In Japan, construction robots have been embraced as a response to an ageing workforce and chronic labour shortages, and are generally viewed positively by the industry.

In the United States, adoption has historically been slower, partly due to resistance from labour unions concerned about job displacement. Research suggests that the impact of automation on workers is uneven: while robots can create a productivity effect that benefits some workers, displacement effects are most pronounced among younger, less-educated workers in manufacturing-heavy regions.

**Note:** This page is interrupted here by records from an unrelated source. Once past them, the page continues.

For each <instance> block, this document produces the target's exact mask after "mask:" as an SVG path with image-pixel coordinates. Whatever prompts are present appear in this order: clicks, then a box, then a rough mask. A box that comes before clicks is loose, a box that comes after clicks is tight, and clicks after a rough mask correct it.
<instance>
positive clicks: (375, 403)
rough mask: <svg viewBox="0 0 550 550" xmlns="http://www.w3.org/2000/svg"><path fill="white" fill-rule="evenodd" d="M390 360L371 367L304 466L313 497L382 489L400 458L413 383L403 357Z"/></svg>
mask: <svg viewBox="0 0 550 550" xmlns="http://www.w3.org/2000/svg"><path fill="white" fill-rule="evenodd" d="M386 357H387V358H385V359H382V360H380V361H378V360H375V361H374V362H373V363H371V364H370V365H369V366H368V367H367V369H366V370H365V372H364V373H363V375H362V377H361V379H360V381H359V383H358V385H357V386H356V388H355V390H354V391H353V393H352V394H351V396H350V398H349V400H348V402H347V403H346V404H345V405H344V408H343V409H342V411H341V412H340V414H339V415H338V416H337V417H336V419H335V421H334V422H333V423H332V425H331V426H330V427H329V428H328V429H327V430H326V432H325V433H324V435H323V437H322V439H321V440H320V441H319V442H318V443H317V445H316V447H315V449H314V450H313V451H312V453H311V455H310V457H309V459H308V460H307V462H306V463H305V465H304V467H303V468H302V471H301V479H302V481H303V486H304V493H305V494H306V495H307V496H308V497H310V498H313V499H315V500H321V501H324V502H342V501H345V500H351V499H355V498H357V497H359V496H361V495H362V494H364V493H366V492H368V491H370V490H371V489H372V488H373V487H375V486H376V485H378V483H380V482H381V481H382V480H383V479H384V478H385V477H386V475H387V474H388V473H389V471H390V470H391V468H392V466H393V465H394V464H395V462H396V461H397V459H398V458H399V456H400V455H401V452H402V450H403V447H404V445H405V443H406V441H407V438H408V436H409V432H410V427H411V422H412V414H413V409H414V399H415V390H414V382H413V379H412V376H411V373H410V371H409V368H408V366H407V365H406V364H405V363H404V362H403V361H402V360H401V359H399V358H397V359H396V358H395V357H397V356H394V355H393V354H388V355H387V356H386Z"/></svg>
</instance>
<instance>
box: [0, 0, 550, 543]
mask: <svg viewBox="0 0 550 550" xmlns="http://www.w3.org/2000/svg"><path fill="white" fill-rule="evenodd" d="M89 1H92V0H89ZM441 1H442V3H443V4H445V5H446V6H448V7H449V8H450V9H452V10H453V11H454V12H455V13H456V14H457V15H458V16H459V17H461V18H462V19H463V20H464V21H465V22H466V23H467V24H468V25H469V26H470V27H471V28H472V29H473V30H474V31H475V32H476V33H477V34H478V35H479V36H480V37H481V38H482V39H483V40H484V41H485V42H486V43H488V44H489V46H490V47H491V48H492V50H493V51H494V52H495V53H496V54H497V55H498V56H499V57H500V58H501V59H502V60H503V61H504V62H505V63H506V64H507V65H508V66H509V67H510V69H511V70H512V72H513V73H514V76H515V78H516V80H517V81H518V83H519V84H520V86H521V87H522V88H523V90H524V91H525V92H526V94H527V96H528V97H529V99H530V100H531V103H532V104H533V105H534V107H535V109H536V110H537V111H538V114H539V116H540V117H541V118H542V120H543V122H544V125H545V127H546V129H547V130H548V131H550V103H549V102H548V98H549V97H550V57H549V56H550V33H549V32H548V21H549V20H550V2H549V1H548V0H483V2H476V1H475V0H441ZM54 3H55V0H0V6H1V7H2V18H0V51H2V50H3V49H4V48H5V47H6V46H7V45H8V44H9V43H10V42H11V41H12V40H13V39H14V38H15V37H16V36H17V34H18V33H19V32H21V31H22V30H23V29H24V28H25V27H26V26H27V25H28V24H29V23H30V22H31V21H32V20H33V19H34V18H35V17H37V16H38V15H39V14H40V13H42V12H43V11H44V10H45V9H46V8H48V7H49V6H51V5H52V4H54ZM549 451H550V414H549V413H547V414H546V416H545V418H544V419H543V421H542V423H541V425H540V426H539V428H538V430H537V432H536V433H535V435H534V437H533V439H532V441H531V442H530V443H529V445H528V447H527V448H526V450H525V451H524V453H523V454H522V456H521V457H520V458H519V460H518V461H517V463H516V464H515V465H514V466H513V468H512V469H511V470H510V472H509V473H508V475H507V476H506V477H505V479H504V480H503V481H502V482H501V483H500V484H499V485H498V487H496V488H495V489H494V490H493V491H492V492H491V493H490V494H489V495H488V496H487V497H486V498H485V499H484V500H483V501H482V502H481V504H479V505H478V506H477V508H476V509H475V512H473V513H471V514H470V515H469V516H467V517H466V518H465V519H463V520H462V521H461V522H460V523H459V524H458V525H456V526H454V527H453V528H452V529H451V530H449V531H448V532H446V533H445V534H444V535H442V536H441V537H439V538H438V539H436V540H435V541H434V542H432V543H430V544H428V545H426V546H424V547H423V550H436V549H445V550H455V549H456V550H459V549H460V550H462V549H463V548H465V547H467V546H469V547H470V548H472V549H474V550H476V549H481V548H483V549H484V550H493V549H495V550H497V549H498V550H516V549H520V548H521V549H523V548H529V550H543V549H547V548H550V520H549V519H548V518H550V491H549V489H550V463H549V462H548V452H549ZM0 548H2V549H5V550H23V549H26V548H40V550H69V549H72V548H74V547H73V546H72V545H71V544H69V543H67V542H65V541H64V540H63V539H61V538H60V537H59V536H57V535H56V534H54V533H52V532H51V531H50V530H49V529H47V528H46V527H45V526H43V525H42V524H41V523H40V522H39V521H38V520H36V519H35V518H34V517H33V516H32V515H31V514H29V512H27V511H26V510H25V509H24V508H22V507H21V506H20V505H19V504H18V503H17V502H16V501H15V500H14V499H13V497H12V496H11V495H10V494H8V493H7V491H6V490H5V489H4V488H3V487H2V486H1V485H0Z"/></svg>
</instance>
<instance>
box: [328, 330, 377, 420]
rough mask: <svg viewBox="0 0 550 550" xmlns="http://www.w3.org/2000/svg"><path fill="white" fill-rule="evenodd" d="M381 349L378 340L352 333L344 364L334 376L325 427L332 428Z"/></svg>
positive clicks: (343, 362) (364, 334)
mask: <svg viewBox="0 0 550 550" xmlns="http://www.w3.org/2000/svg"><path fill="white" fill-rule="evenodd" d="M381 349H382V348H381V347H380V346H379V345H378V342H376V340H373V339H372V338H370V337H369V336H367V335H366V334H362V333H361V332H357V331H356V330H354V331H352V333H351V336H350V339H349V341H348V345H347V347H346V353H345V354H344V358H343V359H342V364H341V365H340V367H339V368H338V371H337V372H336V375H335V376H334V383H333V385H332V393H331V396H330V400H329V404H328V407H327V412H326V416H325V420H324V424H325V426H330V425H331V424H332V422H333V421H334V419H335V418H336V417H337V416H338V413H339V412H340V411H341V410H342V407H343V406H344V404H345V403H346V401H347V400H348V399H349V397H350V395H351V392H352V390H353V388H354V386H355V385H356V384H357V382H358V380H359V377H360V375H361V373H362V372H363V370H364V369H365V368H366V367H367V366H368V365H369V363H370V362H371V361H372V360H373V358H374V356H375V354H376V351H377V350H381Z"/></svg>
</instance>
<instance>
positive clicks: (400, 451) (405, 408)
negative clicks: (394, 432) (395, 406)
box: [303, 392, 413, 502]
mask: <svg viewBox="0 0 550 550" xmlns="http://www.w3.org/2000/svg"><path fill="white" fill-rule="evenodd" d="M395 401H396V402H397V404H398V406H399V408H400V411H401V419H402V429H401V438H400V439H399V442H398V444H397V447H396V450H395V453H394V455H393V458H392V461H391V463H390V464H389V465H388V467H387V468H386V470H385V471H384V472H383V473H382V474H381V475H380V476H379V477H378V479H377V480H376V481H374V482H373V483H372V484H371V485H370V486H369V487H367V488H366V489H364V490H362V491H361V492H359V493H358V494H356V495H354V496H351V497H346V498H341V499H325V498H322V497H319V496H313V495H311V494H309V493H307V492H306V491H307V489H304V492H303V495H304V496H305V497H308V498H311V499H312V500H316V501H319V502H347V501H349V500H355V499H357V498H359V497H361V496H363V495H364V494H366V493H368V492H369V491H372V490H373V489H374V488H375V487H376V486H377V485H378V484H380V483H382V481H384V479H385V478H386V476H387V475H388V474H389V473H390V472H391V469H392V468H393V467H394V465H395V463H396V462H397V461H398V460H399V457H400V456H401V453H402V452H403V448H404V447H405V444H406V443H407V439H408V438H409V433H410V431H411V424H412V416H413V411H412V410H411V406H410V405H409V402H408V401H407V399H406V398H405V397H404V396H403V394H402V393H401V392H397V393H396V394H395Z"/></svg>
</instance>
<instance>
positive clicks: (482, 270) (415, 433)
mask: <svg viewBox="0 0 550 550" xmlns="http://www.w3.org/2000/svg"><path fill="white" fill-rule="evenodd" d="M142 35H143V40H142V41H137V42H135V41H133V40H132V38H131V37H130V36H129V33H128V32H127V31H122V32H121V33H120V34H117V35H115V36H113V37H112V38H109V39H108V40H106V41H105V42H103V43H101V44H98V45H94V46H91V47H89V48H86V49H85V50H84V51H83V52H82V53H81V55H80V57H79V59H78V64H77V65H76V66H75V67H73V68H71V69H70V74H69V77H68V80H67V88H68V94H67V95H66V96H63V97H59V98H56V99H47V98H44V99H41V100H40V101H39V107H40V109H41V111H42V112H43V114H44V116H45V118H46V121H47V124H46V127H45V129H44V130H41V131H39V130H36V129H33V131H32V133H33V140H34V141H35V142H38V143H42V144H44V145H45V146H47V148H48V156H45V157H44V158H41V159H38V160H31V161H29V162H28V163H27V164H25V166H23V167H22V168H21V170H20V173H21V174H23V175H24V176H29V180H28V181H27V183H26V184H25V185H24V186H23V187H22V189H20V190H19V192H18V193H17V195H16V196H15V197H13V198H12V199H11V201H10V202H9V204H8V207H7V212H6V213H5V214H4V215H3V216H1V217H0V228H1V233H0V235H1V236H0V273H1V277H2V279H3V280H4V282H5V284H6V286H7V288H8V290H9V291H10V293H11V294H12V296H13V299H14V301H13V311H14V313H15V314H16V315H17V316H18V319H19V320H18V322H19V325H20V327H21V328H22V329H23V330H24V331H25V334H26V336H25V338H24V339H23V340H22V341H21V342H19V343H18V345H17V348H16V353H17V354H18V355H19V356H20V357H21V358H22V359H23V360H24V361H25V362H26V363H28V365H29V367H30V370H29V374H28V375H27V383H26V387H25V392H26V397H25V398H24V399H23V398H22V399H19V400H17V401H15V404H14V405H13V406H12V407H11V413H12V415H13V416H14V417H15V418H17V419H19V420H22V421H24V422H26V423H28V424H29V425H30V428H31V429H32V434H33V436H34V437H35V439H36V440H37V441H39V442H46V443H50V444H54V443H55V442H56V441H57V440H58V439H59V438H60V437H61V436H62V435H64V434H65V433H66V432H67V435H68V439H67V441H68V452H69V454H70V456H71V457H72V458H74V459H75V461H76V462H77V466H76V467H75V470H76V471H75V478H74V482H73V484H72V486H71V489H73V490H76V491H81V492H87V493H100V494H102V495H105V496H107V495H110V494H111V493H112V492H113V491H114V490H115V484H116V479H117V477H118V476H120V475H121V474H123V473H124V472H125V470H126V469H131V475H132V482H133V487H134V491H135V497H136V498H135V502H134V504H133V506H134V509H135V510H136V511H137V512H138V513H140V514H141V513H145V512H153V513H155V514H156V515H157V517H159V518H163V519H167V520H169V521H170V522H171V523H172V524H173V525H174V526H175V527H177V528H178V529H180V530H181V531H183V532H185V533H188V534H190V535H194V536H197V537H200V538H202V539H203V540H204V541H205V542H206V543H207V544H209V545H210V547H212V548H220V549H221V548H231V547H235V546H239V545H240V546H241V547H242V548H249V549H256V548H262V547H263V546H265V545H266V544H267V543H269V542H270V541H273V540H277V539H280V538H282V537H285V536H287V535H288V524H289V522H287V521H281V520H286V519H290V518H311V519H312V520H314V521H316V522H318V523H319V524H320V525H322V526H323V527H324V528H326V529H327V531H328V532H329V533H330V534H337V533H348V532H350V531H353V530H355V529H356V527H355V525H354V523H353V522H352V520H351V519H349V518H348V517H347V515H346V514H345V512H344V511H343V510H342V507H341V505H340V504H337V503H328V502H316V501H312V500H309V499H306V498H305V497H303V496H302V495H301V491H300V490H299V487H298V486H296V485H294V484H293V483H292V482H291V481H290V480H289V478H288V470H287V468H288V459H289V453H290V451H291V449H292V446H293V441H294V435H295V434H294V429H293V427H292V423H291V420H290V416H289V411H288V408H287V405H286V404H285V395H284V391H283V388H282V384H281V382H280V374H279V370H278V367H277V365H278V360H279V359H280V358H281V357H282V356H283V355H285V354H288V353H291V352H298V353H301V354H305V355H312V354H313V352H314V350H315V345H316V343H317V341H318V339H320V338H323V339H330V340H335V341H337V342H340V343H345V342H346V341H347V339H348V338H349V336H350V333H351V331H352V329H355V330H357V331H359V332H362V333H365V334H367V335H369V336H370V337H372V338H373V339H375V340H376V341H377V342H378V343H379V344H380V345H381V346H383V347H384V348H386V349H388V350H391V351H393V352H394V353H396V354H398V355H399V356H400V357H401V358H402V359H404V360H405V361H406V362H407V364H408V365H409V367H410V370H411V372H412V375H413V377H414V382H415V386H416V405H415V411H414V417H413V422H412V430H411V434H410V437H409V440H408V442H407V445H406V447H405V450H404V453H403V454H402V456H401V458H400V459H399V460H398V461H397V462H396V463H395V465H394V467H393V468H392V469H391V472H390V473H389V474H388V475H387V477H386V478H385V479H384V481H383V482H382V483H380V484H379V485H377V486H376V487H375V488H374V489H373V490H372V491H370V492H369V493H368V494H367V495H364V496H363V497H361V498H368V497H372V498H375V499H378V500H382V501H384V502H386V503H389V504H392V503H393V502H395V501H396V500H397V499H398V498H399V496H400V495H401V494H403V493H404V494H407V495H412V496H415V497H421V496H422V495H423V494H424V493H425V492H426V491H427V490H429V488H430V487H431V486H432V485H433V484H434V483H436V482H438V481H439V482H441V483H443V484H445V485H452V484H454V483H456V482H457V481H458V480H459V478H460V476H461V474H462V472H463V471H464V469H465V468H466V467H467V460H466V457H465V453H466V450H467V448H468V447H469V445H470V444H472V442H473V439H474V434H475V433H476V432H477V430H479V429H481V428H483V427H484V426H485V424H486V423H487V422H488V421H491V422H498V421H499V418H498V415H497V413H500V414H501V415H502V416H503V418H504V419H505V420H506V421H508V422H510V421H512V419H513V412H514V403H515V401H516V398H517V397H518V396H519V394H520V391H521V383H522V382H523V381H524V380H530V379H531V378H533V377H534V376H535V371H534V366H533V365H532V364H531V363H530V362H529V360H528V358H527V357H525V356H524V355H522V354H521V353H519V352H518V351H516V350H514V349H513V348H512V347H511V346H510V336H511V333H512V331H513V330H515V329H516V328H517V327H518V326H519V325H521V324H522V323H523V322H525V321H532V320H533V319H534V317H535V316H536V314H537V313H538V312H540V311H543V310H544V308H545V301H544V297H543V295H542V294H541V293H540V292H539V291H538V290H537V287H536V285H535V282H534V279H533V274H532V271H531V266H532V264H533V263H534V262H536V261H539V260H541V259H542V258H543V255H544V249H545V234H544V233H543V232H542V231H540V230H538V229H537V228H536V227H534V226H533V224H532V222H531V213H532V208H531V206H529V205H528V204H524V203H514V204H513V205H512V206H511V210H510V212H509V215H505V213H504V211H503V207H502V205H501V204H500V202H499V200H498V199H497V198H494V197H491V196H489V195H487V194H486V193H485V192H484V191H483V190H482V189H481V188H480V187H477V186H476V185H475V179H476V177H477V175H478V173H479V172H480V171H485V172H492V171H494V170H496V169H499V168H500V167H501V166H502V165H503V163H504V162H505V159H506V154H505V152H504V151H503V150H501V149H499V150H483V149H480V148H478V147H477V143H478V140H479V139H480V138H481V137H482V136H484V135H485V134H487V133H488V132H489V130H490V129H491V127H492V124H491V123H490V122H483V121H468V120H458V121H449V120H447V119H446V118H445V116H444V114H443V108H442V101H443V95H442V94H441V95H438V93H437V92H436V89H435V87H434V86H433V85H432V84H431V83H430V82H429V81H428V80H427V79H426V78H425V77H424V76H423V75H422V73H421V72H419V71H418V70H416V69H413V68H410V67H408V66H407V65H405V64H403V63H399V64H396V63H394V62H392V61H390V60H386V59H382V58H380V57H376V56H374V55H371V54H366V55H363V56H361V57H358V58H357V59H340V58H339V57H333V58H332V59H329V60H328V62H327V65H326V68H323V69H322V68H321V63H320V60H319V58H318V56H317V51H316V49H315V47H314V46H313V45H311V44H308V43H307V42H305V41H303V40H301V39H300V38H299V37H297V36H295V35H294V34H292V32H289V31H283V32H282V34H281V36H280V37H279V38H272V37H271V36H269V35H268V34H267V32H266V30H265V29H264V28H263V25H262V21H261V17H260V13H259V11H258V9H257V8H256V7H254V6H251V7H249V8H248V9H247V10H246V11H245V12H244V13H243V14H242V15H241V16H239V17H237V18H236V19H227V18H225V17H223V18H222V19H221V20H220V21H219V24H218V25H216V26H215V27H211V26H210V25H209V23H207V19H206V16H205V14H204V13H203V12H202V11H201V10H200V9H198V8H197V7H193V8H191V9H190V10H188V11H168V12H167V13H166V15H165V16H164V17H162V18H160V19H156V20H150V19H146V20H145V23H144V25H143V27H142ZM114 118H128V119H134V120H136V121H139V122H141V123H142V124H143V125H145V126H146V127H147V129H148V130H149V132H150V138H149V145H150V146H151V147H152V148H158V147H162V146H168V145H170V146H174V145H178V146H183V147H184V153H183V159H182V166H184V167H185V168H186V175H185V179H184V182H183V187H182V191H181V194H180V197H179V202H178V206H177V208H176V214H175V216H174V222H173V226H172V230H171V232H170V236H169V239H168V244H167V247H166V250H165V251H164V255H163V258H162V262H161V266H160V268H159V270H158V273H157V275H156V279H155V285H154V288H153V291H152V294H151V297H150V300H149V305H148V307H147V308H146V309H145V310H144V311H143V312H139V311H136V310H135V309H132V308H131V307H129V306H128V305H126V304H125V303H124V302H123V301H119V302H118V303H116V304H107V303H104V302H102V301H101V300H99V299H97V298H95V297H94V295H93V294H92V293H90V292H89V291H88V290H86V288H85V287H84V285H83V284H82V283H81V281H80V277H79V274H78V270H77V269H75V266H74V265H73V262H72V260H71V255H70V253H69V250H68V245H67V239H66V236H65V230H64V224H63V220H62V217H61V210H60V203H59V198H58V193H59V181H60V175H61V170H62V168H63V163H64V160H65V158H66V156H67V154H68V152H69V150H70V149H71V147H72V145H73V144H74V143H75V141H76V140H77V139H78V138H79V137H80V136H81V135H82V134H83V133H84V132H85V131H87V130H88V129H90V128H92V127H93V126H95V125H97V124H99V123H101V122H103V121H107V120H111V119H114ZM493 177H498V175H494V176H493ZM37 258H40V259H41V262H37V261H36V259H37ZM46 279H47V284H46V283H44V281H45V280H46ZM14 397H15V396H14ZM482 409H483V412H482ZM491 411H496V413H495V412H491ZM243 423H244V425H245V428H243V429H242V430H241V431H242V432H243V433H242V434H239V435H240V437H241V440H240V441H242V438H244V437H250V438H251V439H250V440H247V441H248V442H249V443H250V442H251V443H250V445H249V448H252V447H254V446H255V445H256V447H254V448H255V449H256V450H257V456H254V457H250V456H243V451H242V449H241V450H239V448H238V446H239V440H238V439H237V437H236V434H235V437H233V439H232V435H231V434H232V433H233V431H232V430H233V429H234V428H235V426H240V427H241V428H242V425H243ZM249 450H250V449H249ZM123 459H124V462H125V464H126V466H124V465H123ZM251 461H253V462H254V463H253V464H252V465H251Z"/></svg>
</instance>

More than 60% of construction firms now report difficulty finding skilled operators, which has increased openness to automation as a practical solution to workforce shortages rather than a replacement for workers.

In the UK, during onsite deployment of a humanoid robot for monitoring purposes, there were concerns that staff might think they were being watched ("It's not there to spy on people.... So, we insist that everyone is blurred out. No one wants to feel they’re being spied on by a robot.").

Globally, autonomous construction equipment is increasingly seen as a means of improving worker safety by removing humans from hazardous environments such as steep slopes, confined spaces, and dust-heavy sites.